Les deux années précédentes, elle n’était pas là pour La Marseillaise des femmes. Mais elle espère bien pouvoir prendre le départ de la course cette année. D’autant que Djida en parle avec beaucoup d’enthousiasme. Fière d’y avoir participé et d’avoir été prise en photo. « On est souvent le plus grand groupe, on monte sur scène, elles récupèrent une coupe, témoignent, nous éclaire Pascale Balian, c’est valorisant. » ♦

Bonus
  • L’Union des Centres Sociaux des Bouches-du-Rhône.
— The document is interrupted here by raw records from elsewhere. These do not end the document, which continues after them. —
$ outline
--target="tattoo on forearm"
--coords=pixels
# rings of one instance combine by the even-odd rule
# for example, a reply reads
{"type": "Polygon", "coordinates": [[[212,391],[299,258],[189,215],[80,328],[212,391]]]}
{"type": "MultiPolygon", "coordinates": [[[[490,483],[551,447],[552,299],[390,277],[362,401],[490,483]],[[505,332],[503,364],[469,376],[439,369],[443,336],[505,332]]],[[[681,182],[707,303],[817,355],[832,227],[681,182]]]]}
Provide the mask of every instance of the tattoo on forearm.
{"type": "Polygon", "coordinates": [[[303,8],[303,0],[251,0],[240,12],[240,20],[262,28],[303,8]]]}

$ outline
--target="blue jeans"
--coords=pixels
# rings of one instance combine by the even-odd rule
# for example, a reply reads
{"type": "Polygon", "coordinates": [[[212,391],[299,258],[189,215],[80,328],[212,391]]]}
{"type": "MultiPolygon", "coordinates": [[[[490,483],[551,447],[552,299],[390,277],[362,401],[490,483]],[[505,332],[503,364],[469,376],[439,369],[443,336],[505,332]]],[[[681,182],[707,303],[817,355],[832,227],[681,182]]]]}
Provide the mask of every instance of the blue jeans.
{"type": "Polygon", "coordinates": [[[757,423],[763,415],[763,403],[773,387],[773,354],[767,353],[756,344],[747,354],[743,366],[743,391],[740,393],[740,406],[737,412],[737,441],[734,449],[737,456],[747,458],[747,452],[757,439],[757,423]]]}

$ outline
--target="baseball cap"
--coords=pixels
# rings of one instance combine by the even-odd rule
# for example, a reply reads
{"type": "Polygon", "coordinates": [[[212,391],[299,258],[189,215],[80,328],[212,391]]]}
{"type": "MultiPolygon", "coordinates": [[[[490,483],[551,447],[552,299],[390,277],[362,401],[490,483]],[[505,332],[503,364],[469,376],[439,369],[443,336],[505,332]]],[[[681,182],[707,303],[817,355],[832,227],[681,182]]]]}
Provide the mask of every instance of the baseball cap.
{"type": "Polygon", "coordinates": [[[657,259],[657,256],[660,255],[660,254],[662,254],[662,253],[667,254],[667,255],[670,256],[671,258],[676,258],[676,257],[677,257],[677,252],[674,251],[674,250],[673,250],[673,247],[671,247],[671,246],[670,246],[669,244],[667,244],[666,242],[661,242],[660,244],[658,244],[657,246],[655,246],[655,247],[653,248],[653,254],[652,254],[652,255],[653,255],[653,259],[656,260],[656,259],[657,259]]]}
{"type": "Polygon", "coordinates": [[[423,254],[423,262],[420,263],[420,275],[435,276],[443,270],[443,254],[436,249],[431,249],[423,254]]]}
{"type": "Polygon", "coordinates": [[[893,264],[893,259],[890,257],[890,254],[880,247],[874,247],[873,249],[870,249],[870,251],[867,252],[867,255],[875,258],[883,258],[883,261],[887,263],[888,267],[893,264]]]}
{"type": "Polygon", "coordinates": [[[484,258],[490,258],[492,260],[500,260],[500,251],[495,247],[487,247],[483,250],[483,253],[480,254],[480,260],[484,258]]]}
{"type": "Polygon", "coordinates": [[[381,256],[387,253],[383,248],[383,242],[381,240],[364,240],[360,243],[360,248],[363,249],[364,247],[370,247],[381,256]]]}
L’Union des Centres Sociaux des Bouches-du-Rhône (UCS 13) soutient et accompagne l’évolution de 52 centres sociaux (dont 28 à Marseille) et trois espaces de vie sociale de son territoire. Tous adhérents volontaires. Ces centres sont majoritairement gérés par des associations d’habitants appuyés par des équipes de professionnels. L’UCS 13 est membre de l’Union Régionale des fédérations des centres sociaux Paca.
  • L’appel à projets Impact 2024. Créé à l’approche des Jeux olympiques, le Fonds de dotation Paris 2024 attribue le label Impact 2024. Il soutient des projets d’intérêt général qui utilisent l’activité physique et sportive comme outil d’impact social.
  • La Marseillaise des Femmes. Cette course (ou marche) de 5km réservée aux femmes (et aux hommes participant avec une femme) est née en 2010 et aura lieu le 26 mai prochain. Elle véhicule « des valeurs sportives, festives et de bien-être, dans un esprit solidaire ». Le parcours court, au cœur de Marseille, doit permettre au plus grand nombre de participer. Par ailleurs, l’événement soutient la défense des droits des femmes et la recherche médicale sur le cancer du sein.
  • L’Algernon. Cette course inclusive et intergénérationnelle mêle sportifs valides et en situation de handicap sans distinction aucune. Elle offre la possibilité de choisir entre trois parcours « vue sur mer » de 5, 10 et 15 km. Ce qui la rend accessible aux sportifs occasionnels comme confirmés, les
    5km pouvant être réalisés en marchant. Elle est programmée le 13 octobre prochain pour sa 40e édition.